Test your checkout flow with a real card for a small amount before announcing your launch.

Legal

Privacy policy and terms of service

You need both before going live. This is non-negotiable if you’re collecting any personal data (which means: if you have user accounts, you are).

You don’t need a lawyer for a first version. Tools like Termly, Iubenda, or Clerky generate reasonable boilerplate that you can customize. Read what you’re publishing — understand what you’re committing to.

Add links to both in your footer and during signup.

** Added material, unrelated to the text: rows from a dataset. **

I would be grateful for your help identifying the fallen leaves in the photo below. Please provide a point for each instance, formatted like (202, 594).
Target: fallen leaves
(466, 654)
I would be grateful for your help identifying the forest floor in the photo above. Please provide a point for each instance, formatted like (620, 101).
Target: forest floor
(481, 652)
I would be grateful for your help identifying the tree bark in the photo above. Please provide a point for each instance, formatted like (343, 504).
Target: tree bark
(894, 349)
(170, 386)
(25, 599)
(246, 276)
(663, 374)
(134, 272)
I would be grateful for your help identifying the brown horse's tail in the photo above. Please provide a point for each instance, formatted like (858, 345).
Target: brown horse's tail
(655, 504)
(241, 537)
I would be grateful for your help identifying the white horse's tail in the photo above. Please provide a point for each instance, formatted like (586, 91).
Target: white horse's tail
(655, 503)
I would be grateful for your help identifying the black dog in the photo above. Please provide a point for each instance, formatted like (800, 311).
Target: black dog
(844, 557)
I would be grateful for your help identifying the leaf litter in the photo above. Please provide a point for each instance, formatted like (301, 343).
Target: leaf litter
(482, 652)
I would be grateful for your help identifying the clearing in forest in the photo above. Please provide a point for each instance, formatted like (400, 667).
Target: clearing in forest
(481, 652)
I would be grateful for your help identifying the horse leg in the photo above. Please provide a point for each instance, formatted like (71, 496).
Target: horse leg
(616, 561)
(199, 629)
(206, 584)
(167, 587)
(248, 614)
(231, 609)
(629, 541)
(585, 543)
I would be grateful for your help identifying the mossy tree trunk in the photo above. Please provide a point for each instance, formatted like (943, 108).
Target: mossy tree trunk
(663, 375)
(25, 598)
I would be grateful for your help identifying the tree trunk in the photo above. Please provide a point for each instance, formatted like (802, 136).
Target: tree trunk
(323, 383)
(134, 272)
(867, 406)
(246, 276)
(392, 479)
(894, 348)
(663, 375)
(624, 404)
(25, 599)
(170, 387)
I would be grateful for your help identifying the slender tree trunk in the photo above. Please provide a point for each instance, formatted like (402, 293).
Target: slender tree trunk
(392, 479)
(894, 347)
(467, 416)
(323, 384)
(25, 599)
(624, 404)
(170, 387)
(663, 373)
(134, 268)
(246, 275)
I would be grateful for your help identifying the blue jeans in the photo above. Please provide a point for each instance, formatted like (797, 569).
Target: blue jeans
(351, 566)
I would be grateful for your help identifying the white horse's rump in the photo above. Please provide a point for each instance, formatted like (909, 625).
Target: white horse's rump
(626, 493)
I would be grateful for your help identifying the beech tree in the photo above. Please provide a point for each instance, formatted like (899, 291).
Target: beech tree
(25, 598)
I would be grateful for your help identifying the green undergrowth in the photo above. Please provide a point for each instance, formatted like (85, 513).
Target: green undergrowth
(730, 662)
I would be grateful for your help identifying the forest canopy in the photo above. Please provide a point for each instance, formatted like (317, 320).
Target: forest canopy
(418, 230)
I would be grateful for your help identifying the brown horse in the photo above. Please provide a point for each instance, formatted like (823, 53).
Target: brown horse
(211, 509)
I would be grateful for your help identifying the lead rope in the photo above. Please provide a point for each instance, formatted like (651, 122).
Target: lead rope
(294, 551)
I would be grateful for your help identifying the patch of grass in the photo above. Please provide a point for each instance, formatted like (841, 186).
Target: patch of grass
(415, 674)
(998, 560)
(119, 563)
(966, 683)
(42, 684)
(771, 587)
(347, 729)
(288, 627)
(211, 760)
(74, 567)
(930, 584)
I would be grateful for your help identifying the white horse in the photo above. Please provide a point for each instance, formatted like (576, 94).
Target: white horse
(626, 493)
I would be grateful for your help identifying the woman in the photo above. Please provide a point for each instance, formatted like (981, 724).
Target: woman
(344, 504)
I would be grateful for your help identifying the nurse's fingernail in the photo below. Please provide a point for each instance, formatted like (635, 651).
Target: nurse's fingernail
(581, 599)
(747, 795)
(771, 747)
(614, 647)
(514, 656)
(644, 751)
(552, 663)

If any of your users are in the EU or UK, you need a cookie consent banner if you’re using analytics or marketing cookies. Google Analytics without consent is a GDPR violation. Either use a consent management tool (Cookiebot, Osano) or switch to a privacy-first analytics tool that doesn’t require consent (Fathom, Plausible).

Operations

Transactional email

Your app sends emails — signup confirmation, password reset, notifications. These should come from a domain you control, not a shared builder domain. Set up Resend or Postmark (both have free tiers) and verify your domain’s DNS records (SPF, DKIM). Without this, your emails land in spam.

Status page

When your app goes down (it will), users will assume the worst without communication. A free status page via Instatus or Betteruptime takes 20 minutes to set up and makes you look professional when things break.

A way to contact you

An email address or a simple contact form. Don’t hide it. Users who can contact you when things go wrong are users who don’t leave and post angry reviews.